Regulations require customers to hold various state approvals before they can be on the CloudFlare China network, though CloudFlare and its partner handle that and have found a way to streamline the process it can still be time-consuming. So if you want in, time is of the essence.
“We’ve been identifying existing customers that care about the Chinese market [as launch partners]. Any others interested in being part of this beta should contact us sooner rather than later,” Prince said.
CloudFlare has sales offices in Japan and Sydney but its next phase in Asia will be the opening of a regional office. Prince said the initial plan was to base that in Singapore, but the company’s recent experiences supporting a pro-democracy site in Hong Kong have caused it to rethink that assumption and consider an office in Hong Kong instead.
‘Awe-Inspiring’ Experience In Hong Kong
Through its Project Galileo initiative — which offers support to “public interest websites that cover political or artistic content” and may be vulnerable to cyber attacks — CloudFlare worked with PopVote, an unofficial referendum voting site in Hong Kong, this summer.
In the lead up to and during its vote, the site battled huge DDoS attacks.
“The voting started at 9pm, but by 6pm we were seeing some of the largest attacks we’ve ever witnessed. It was very sophisticated — it felt like a team of very smart hackers was on the other side. Our team worked around the clock to ensure the site would stay online. All one million votes were handled by the system which was behind CloudFlare’s infrastructure,” he explained.
Hong Kong’s democracy protest took off after the referendum, with many citizens occupying parts of the city in protest at their belief that China reversed a promise to grant them universal suffrage.
CloudFlare continues to work with PopVote, and it has other customers in the pro-democracy space in Hong Kong, but Prince admitted that going into the project he had no idea that it would be so demanding. In addition, CloudFlare’s efforts during the vote — which were reported with negativity by pro-Beijing media in Hong Kong — came at a tricky time when it was dealing with prospective Chinese partners and regulations to bring its service to the mainland.
Yet, Prince said the experience was an “awe-inspiring” one that created a special bond between CloudFlare and Hong Kong — to the point that Prince himself gets stopped and thanked by citizens when walking the city-state’s streets wearing a CloudFlare t-shirt.
Prince also recalled that CloudFlare received more than 1,000 inbound applications for jobs from people based in Hong Kong and, beyond the emotion of the experience, he believes that helming the company’s Asia presence in Hong Kong could provide excellent access to talent.
The decision on location is still to be finalized, but CloudFlare plans to open its Asia office in the first half of 2015.
No IPO Plans Yet
As for the longer term future of the company, Prince is candid about potential exits.
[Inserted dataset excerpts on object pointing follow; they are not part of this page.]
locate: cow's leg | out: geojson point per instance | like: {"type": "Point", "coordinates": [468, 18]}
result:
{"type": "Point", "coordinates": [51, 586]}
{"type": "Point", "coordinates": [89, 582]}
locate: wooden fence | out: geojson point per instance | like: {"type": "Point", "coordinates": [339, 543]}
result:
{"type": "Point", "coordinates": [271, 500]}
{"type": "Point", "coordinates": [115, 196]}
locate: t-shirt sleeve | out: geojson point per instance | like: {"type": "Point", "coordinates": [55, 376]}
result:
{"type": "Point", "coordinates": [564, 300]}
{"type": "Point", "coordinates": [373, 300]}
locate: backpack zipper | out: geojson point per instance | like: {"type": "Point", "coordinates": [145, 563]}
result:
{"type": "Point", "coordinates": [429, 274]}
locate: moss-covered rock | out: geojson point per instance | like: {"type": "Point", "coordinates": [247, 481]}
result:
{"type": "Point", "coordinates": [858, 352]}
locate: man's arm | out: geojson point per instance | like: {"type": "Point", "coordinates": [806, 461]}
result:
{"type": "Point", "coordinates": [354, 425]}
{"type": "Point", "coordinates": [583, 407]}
“We’re not in the camp of no [IPO], but we’re also not in camp of building for such an exit. There’s no pressure to be public, and I can’t imagine that we’d do it in 2015 — 2016 is earliest we’d consider, but my hunch is that it will be longer than that,” he revealed.
He claimed that CloudFlare is already profitable on a GAAP basis, and that it still has its most recent $50 million funding round from 2013 in the bank.
“We’re in a pretty good place to choose our own destiny, it would be awfully expensive for someone to buy us,” he remarked, helpfully suggesting that one signal to watch for is new hires.
“We have a four person board, so when you see us build out our board that means we’re on that path — but there’s no rush.”